Politik- oder Verwaltungsversagen?

Von den Zuständen in der Berliner Erstaufnahmeeinrichtung Lageso, über die Probleme bei der medizinischen Versorgung bis zur Aussetzung der Grenzkontrollen entsteht der Eindruck chaotischer Zustände. Wer trägt dafür die Verantwortung? Haben es die Regierungen im Bund und in den Ländern versäumt, rechtzeitig die Weichen zu stellen oder versagt die Verwaltung? Gibt es überhaupt einen Plan, wie Unterbringung und Integration gelingen kann? Mindrup machte deutlich, dass bereits seit letztem Jahr viele Abgeordnete, die in den Flüchtlingslagern im Libanon vor Ort gewesen sind, vor einer Zuspitzung der Situation in Deutschland gewarnt hätten. Mit dem Gesetzespaket zum Asylrecht habe die Bundesregierung gehandelt.  Löhlein erklärte, dass sich die Verwaltung oft schwer tun würde. Eine gute Idee sei die Registrierung von Flüchtlingen direkt in den Aufnahmeeinrichtungen. Nur hätten die zuständigen Mitarbeiter offensichtlich keine Laptops, die mit der IT-Infrastruktur in der Verwaltung kompatibel sind. Das habe zur Folge, dass die Daten per Hand erneut eingegeben werden müssen. Hinzu käme, dass die Kommunen oft die Rechnungen der Träger von Unterkünften zu spät begleichen würden. Damit geraten die Träger unter wirtschaftlichen Druck.

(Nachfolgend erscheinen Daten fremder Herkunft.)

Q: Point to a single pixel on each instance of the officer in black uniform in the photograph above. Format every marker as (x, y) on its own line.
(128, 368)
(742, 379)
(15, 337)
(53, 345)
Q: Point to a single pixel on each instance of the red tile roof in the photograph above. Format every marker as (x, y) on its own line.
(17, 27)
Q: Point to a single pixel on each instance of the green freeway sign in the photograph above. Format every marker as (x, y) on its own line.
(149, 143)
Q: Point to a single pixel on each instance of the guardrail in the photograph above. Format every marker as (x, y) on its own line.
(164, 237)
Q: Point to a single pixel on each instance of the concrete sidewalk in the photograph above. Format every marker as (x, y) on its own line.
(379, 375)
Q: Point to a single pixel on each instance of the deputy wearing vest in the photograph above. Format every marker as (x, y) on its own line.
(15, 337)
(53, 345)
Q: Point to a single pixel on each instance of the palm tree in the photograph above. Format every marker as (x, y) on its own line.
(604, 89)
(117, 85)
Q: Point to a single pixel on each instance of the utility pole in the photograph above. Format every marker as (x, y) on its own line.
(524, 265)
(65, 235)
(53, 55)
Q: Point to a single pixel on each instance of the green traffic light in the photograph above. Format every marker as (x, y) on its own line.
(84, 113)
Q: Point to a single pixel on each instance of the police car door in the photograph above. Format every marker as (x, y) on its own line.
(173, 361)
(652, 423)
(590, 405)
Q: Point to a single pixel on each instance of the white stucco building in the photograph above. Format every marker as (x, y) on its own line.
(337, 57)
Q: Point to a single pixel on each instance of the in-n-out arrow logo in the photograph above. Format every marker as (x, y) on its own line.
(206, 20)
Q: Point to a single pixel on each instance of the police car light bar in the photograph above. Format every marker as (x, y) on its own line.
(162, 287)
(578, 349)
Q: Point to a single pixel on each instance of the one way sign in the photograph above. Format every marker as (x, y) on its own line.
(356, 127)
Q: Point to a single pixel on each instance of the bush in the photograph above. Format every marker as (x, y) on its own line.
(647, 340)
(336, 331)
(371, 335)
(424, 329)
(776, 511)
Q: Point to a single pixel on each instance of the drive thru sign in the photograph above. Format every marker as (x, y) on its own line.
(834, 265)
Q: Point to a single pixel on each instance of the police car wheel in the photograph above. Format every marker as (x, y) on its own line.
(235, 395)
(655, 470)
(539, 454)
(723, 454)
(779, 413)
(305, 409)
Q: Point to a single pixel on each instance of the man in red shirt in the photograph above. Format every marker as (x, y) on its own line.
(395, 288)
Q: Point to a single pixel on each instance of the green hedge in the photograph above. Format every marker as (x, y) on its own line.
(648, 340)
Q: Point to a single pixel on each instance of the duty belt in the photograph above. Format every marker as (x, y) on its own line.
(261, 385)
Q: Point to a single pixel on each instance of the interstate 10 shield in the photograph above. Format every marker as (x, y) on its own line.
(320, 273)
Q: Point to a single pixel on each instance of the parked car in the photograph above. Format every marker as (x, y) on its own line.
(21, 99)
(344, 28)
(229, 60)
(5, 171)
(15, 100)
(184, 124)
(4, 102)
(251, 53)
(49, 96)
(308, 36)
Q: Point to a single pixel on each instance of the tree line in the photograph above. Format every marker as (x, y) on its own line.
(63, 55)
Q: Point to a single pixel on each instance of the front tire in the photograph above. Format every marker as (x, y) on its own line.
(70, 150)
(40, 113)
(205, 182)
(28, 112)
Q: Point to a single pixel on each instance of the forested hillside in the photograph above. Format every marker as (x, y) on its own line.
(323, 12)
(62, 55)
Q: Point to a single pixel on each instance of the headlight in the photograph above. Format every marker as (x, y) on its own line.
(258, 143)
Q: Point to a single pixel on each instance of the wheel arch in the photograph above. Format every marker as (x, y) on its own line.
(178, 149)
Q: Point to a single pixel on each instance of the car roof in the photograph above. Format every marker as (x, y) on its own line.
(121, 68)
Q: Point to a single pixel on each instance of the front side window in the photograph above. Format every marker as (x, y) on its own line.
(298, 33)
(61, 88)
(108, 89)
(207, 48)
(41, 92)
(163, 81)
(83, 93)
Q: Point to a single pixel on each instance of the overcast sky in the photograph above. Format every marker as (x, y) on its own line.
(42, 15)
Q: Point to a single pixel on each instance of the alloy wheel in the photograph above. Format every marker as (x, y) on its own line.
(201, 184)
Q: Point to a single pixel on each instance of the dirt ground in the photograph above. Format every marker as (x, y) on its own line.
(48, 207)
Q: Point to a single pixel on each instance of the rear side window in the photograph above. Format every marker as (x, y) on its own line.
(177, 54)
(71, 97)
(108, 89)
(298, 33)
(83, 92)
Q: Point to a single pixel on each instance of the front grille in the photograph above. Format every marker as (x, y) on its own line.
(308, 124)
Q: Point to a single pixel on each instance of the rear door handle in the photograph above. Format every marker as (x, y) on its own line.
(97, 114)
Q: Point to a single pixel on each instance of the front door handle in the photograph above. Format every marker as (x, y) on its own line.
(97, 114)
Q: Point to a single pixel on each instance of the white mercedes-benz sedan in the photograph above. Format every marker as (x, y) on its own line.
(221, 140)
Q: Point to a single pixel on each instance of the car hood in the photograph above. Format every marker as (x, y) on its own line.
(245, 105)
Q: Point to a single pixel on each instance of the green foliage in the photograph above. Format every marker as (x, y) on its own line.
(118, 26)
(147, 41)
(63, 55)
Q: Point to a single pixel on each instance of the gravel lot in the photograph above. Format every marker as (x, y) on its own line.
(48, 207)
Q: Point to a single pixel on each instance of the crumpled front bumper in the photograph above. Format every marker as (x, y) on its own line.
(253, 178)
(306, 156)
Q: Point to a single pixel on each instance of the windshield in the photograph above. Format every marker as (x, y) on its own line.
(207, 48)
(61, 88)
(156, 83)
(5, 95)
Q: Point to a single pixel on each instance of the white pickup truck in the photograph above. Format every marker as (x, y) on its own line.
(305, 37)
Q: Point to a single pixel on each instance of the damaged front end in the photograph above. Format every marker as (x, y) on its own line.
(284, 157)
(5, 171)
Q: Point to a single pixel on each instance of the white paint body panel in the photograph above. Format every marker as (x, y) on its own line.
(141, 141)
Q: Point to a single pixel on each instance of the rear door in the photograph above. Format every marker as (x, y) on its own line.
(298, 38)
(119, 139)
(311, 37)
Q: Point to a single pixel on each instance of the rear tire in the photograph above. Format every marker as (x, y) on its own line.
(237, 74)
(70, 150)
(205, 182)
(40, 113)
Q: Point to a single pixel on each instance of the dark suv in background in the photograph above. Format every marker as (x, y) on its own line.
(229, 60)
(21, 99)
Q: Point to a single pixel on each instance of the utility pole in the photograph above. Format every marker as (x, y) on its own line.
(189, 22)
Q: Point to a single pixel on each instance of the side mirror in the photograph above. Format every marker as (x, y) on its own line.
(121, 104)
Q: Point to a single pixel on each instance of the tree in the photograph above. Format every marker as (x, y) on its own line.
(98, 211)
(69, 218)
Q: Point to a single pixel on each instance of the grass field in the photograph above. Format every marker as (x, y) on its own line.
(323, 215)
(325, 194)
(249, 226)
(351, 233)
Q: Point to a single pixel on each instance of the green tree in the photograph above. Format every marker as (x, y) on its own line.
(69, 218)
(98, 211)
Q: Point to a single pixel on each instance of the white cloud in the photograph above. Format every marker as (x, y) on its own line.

Gesetzespaket zum Asylrecht

In einem Gesetzespaket zur Asylpolitik hat die Bundesregierung Maßnahmen zur besseren Integration und zur finanziellen Unterstützung der Bundesländer beschlossen. Zum Paket gehören aber auch restriktive Maßnahmen wie die Festlegung sicherer Herkunftsländer und die längere Verweildauer für Asylbewerber in Erstaufnahmeeinrichtungen. Löhlein kritisierte die Restriktionen. Auch wenn jemand aus einem sicheren Herkunftsland kommt, kann er ein Recht auf Asyl haben. Das werde aber erst einmal grundsätzlich in Abrede gestellt. Die längere Verweildauer stehe im Widerspruch zum Ziel der Integration. Die Bundesregierung widerhole hiermit die Fehler aus der Asylpolitik der 90er-Jahre. Mindrup verteidigte das Gesetzespaket. Es sei sinnvoll, die Asylbewerber mit guten Bleibeperspektiven besser zu fördern. Es müsse aber auch klar sein, dass Asylbewerber die nicht politisch verfolgt werden, nicht in Deutschland bleiben können.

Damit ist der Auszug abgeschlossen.